À la lumière de ces considérations, nous
pouvons nous demander si on peut compter sur des dispositifs participatifs de
type consultation, dont l'efficacité dépend exclusivement de la
mobilisation des personnes affectées ou concernées pour
identifier et évaluer les incidences sociales et environnementales d'une
intervention surtout dans le cadre d'un projet d'une ampleur aussi large
que celui du Parc de Caracol?
4.6.3.-Maîtrise sociale
du changement
En résumé de la présente section, la
participation à l'EIE n'a pas conduit à l'empowerment
des participants aux dispositifs participatifs, ni à celui de la
communauté de Caracol. L'empowerment formel exigé dans
le cadre de l'EIE et les dispositifs qui y sont liés ne s'est pas
traduit par une maîtrise sociale du changement. L'information
inadéquate et l'absence de règles de gestion des débats
lors des rencontres thématiques ont constitué autant de lacunes
ayant eu l'effet contraire sur la communauté. De plus, sur le plan de
l'établissement de liens de confiance, les remarques de certains
habitants concernant la situation de conflit d'intérêt dans
laquelle se trouvaient certains membres du comité local de suivi et
l'absentéisme des représentants des organisations locales dans
les rencontres thématiques ont gêné
énormément. Comment faire confiance à quelqu'un qu'on
estime avoir les mains liées en raison de ses liens d'affaires avec le
promoteur ?
.
CHAPITRE 5.-ESTRATEGIA PARA CONSULTA PÚBLICA EN LA
EVALUACIÓN DE IMPACTO AMBIENTAL (EIA) DE PROYECTOS INDUSTRIALES EN
HAITI.
Les analyses menées jusqu'à cette phase de notre
recherche ont conduit à la conclusion que, dans le cadre des grands
projets industriels du moins, les dispositifs participatifs mis en place sont
trop disséminés dans le temps pour permettre un réel
empowerment des communautés locales ou du public. Depuis la
pré-consultation en passant par les rencontres thématiques pour
aboutir aux consultations plus larges de la société civile, les
représentants de la communauté changent, le format des rapports
varie et les conflits d'intérêt éclatent. De même,
les structures de suivi des mesures de bonification ou de mitigation des
impacts mises sur pied ne jouissent souvent d'aucune autonomie car les membres
sont bien des fois à la solde des acteurs dominants dans le processus
décisionnel en l'occurrence le promoteur qui, dans le cas du Parc de
Caracol, est l'Etat Haïtien représenté par le
Ministère de l'Economie et des Finances (MEF). Il faut donc, par
delà cette nécessité d'encourager la participation
citoyenne aux grandes décisions de la nation, mettre sur pied des
structures facilitant cette participation et la rendre productive. C'est
l'objectif de cette section.
Sur le plan théorique, notre proposition
s'inscrit dans la continuité des travaux portant sur les instruments
d'action publique de type informatif et communicationnel (Lascoumes et Le
Galès, 2004 ; Lascoumes et Simard, 2011). Ceux-ci connaissent une
popularité croissante depuis bientôt une trentaine d'années
en Europe comme en Amérique du Nord et dans certains pays
émergents (Blondiaux, 2008; Blondiaux et Sintomer, 2002; Dietz et
Stern, 2008 ; Lascoumes, 1998). Au coeur du phénomène de la
gouvernance tant sociétale qu'organisationnelle, ces instruments
participeraient d'une transformation de l'action publique sous l'angle d'un
plus grand partage du pouvoir et d'une coproduction de connaissance dans la
prise de décision (Callon, Lascoumes et Barthe, 2001).
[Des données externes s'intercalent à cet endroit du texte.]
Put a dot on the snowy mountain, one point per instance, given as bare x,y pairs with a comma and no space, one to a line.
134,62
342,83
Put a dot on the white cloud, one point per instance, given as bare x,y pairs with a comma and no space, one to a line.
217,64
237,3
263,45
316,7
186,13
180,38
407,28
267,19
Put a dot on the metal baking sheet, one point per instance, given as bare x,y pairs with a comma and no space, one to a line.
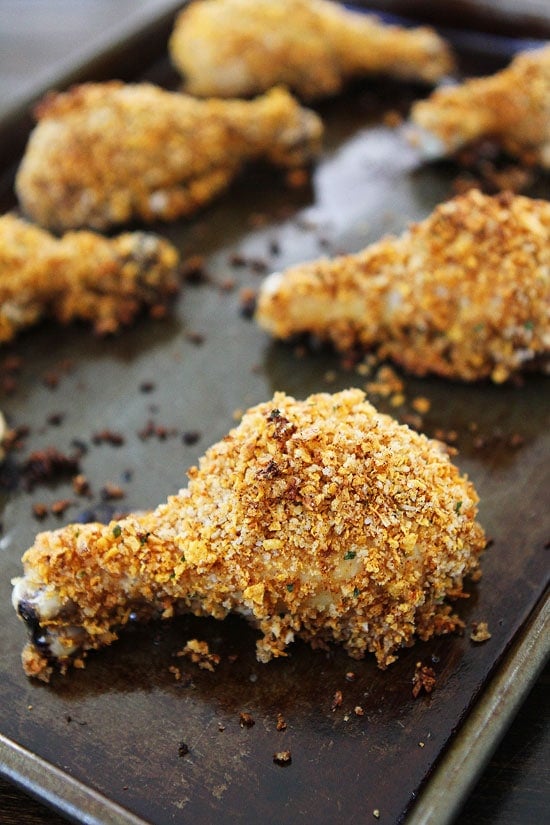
123,741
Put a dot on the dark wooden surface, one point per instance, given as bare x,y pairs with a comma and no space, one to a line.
514,789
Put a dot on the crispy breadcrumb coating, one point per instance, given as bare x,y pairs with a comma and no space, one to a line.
237,48
106,153
81,276
511,107
321,519
464,294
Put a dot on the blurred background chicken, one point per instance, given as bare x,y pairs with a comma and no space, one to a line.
82,276
321,519
107,153
511,107
464,294
238,48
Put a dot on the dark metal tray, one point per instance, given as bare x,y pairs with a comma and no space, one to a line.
103,745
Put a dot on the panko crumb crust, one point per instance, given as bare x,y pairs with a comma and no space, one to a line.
321,519
464,294
81,276
104,154
511,107
325,47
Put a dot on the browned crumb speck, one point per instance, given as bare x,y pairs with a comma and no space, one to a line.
423,679
322,519
510,106
464,294
480,632
199,653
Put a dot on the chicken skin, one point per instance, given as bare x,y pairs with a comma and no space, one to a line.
106,153
82,276
238,48
464,294
511,107
321,519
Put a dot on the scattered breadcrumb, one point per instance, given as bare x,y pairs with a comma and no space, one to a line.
480,632
246,720
282,758
281,722
199,653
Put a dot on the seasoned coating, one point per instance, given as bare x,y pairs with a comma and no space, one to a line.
237,48
464,294
322,519
511,107
106,153
81,276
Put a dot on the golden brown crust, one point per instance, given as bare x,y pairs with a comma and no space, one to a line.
512,107
236,48
105,153
81,276
322,519
464,294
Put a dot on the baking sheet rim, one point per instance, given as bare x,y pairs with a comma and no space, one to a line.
479,735
446,790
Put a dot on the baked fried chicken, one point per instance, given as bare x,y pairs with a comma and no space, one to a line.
81,276
320,519
511,107
106,153
237,48
464,294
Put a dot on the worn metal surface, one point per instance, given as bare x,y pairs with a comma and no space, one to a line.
113,731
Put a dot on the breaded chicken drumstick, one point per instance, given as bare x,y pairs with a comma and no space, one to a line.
237,48
464,294
80,276
321,519
511,107
106,153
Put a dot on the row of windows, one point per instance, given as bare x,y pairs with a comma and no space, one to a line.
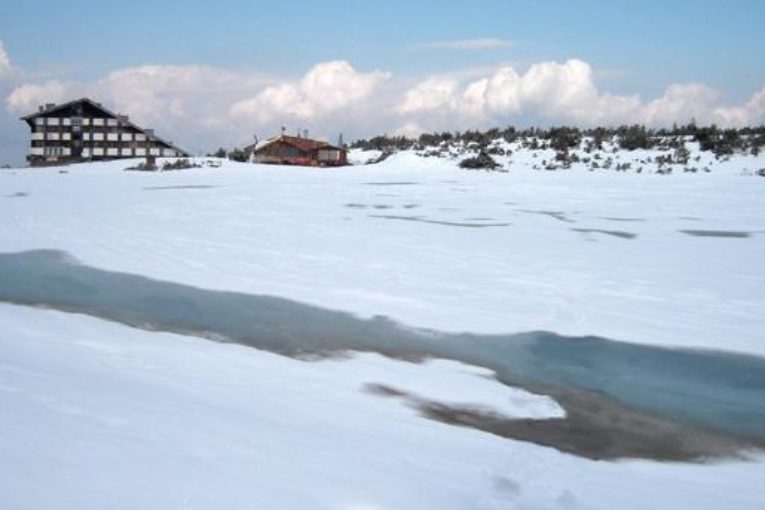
88,152
76,121
86,129
78,143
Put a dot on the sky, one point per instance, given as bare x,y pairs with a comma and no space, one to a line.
215,74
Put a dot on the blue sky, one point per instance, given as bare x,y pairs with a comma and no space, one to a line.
631,47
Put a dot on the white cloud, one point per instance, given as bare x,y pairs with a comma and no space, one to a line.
482,43
26,98
204,107
432,94
326,88
567,93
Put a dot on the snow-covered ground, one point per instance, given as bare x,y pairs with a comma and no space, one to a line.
549,250
97,415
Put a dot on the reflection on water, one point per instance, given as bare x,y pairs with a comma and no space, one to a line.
724,392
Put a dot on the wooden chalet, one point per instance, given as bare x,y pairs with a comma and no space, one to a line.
293,150
83,130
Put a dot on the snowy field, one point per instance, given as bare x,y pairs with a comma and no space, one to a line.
100,415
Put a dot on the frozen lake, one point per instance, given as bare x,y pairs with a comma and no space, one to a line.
710,390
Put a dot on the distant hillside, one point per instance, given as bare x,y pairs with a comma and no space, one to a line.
625,149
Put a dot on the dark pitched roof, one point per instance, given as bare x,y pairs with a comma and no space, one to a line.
107,111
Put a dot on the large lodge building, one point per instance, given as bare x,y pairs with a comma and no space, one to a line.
83,130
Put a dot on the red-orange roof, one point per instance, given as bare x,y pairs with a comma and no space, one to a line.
301,144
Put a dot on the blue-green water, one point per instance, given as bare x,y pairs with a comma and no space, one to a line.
715,390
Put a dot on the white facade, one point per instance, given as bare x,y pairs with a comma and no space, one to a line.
57,137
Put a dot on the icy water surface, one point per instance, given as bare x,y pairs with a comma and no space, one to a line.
716,391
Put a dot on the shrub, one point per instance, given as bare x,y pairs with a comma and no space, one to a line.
480,162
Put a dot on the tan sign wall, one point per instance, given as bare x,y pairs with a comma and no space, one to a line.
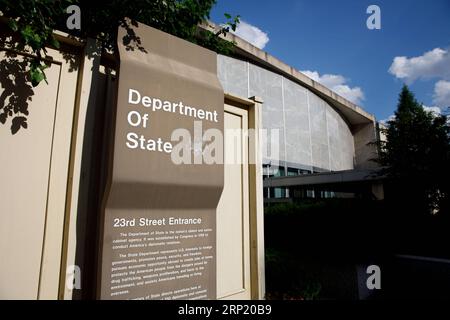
159,229
33,182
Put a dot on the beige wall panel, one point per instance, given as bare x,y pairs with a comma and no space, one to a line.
25,160
233,251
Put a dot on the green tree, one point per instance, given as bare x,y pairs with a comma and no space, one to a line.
416,156
32,24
Sur le plan méthodologique, notre analyse
qualitative est construite à partir de deux axes. Le premier se
concentre directement sur les faits saillants de l'histoire de la participation
du public aux Etudes d'impacts depuis les années 1960. Le
deuxième repose sur une lecture de quatre (4) projets majeurs
exécutés par l'Etat Haïtien entre 1956 et 20115(*) en dégageant quelques
constats marquants liés au processus de consultation de la
société civile. En croisant ces deux axes, notre intention a
été non seulement de saisir l'essentiel des changements survenus
au cours des 60 dernières années, mais également
d'observer les éléments de stabilité afin de mieux
comprendre l'évolution et les incidences de la qualité de la
participation publique aux débats sur ces grands projets
d'infrastructures.
5.1.- Nature du
dispositif : une entité gouvernementale et consultative
L'organisme proposé prendrait la forme d'une
entité publique et autonome qui relèverait du Ministère de
l'Environnement. Sa mission serait d'éclairer la prise de
décision gouvernementale dans une perspective de développement
durable, lequel englobe les aspects biophysique, social et économique.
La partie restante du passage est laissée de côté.